100 Modelle im Jahr 2020?

Bis 2020, so prognostiziert es das Beratungsunternehmen Frost & Sullivan, werde es mehr als 100 Modelle für die Mikromobilität geben. Die meisten davon kämen von 16 großen Autoherstellern, fast die Hälfte sei bereits serienreif. 300 Millionen US-Dollar hätten die Hersteller bislang in das Marktsegment gepumpt. "Lösungen für die Mikro-Mobilität werden sich langfristig durchsetzen", schlussfolgern die Frost & Sullivan-Analysten Vishwas Shankar und Sarwant Singh.
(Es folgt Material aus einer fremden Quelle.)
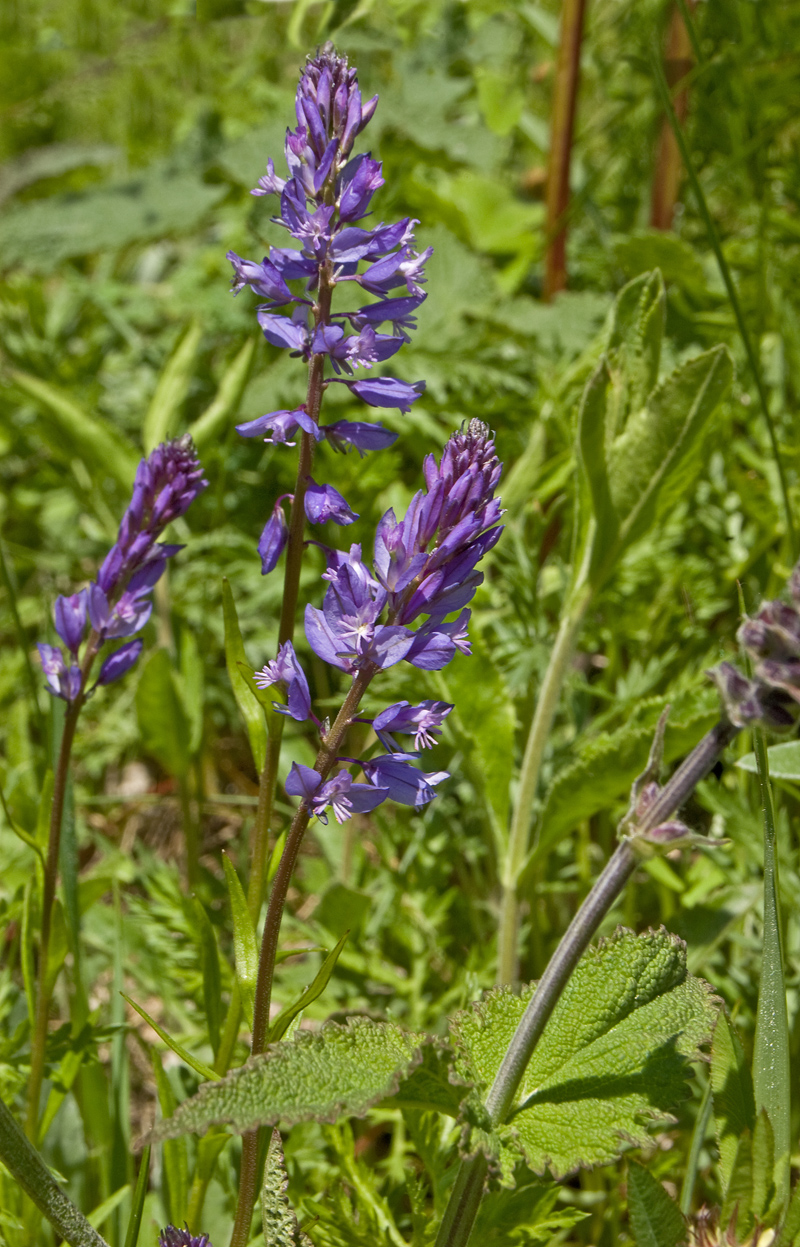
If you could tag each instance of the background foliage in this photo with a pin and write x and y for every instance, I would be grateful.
(131, 135)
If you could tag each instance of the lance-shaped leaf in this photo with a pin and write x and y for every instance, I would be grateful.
(340, 1070)
(611, 1060)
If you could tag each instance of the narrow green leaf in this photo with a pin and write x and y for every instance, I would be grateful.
(175, 1156)
(96, 442)
(612, 1058)
(131, 1237)
(251, 711)
(226, 402)
(212, 974)
(173, 385)
(162, 718)
(340, 1070)
(244, 945)
(313, 991)
(734, 1105)
(656, 1220)
(192, 1061)
(280, 1225)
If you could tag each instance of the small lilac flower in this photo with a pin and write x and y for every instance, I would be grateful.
(64, 681)
(70, 616)
(340, 793)
(285, 670)
(120, 662)
(424, 720)
(274, 536)
(324, 503)
(405, 783)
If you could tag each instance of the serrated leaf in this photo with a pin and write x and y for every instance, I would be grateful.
(280, 1225)
(252, 712)
(732, 1084)
(340, 1070)
(656, 1220)
(612, 1058)
(161, 716)
(244, 944)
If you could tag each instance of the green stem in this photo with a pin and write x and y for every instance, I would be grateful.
(661, 81)
(26, 1167)
(519, 839)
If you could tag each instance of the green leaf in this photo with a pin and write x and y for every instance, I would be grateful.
(161, 716)
(612, 1058)
(314, 1076)
(732, 1084)
(135, 1222)
(784, 761)
(244, 947)
(310, 993)
(227, 399)
(251, 711)
(171, 390)
(280, 1225)
(96, 442)
(656, 1220)
(192, 1061)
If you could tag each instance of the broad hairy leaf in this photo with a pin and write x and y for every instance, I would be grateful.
(656, 1220)
(340, 1070)
(611, 1060)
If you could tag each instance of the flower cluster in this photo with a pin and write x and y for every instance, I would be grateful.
(117, 604)
(325, 193)
(425, 569)
(771, 640)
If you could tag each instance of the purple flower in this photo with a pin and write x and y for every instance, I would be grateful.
(405, 783)
(424, 720)
(340, 793)
(285, 670)
(62, 681)
(70, 616)
(120, 662)
(274, 536)
(324, 503)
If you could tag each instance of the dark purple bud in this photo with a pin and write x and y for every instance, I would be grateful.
(273, 539)
(120, 662)
(70, 615)
(324, 503)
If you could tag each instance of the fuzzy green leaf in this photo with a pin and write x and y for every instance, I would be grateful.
(656, 1220)
(612, 1058)
(339, 1070)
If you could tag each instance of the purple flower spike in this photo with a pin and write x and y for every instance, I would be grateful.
(405, 783)
(120, 662)
(424, 720)
(285, 670)
(70, 615)
(324, 503)
(273, 539)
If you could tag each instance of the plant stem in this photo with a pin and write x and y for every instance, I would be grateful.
(732, 294)
(39, 1038)
(465, 1200)
(325, 758)
(546, 706)
(26, 1167)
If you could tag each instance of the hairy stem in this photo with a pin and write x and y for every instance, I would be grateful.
(459, 1217)
(538, 732)
(26, 1167)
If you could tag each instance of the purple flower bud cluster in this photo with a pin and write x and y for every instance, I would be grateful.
(327, 191)
(423, 571)
(117, 605)
(771, 640)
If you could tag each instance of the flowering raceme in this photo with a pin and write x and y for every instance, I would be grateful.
(117, 604)
(425, 569)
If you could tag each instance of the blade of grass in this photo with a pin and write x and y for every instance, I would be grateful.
(661, 81)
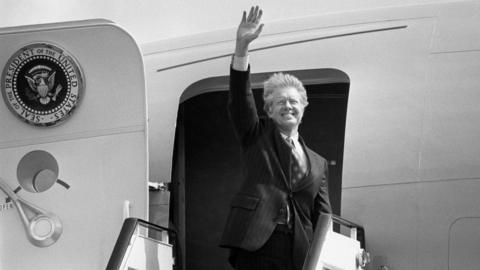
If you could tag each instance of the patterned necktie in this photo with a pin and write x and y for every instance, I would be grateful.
(298, 164)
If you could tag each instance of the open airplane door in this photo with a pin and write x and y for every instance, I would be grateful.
(73, 143)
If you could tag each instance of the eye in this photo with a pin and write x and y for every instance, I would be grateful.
(281, 102)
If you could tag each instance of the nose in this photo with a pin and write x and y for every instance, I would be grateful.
(288, 104)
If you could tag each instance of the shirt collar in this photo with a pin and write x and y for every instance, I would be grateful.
(294, 137)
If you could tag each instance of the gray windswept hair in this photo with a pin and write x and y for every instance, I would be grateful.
(278, 81)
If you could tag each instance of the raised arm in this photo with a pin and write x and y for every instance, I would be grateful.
(243, 112)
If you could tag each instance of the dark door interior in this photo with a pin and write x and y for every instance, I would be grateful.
(207, 166)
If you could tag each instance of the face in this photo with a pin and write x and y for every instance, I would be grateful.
(286, 109)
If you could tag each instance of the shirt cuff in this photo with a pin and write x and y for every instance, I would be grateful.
(240, 63)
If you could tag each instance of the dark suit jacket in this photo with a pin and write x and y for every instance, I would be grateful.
(267, 186)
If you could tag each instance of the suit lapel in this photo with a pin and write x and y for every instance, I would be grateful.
(283, 154)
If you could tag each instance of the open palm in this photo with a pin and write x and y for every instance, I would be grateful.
(250, 27)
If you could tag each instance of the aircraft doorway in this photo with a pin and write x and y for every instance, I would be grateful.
(207, 162)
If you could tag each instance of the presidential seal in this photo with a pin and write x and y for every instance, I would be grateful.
(42, 84)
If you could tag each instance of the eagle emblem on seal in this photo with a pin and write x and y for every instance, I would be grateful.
(41, 82)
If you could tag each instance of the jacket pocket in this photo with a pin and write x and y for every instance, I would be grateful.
(245, 201)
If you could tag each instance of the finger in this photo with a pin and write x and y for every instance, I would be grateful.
(259, 30)
(255, 13)
(250, 14)
(260, 13)
(244, 17)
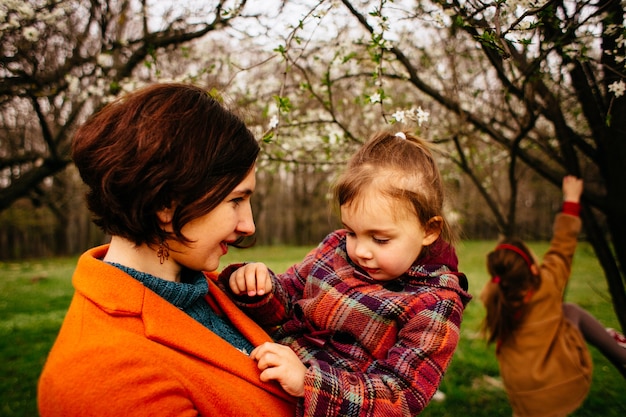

Doch wie viele der ambitionierten Projekte und faszinierenden Studien werden tatsächlich die Serienreife erreichen? Für Audis "Urban Concept"-Kabinenroller zum Beispiel gebe es derzeit keine Pläne für eine Serienfertigung, heißt es aus Ingolstadt - auch nicht in Kleinserie. Dass Opel seinen Mini-Flitzer RAK e bald auf die Straße bringt, darf ebenfalls bezweifelt werden. VW will zwar sein Ultrasparmobil XL1 im nächsten Jahr auf den Markt bringen, allerdings nur in kleinen Stückzahlen. Teure Bauteile wie die Karosserie aus kohlefaserverstärktem Kunststoff (CFK) dürften den Preis auf mindestens 30.000 Euro treiben und somit außerhalb der Reichweite vieler Käufer.

Mit der Massenproduktion leichter Werkstoffe - BMW zum Beispiel hat Anfang März die CFK-Fertigung im Werk Landshut begonnen - werden die Kosten aber sinken. Außerdem lässt sich auch durch andere Maßnahmen Gewicht einsparen, was gerade für Mini-Stromer wegen der eingeschränkten Batteriekapazität wichtig ist. Toyota zum Beispiel hat vor einiger Zeit die Hybridstudie FT-Bh präsentiert. Das Gesamtgewicht des Wagens liegt bei 786 kg - "wohlgemerkt inklusive Batterie und ohne den Einsatz von teuren Leichtbaustoffen wie Karbon oder Aluminium", betont Koji Makino, der Projektmanager des FT-Bh. Der Wagen ist zwar knapp vier Meter lang, die Technik ist aber auch in kleineren Fahrzeugen vorstellbar.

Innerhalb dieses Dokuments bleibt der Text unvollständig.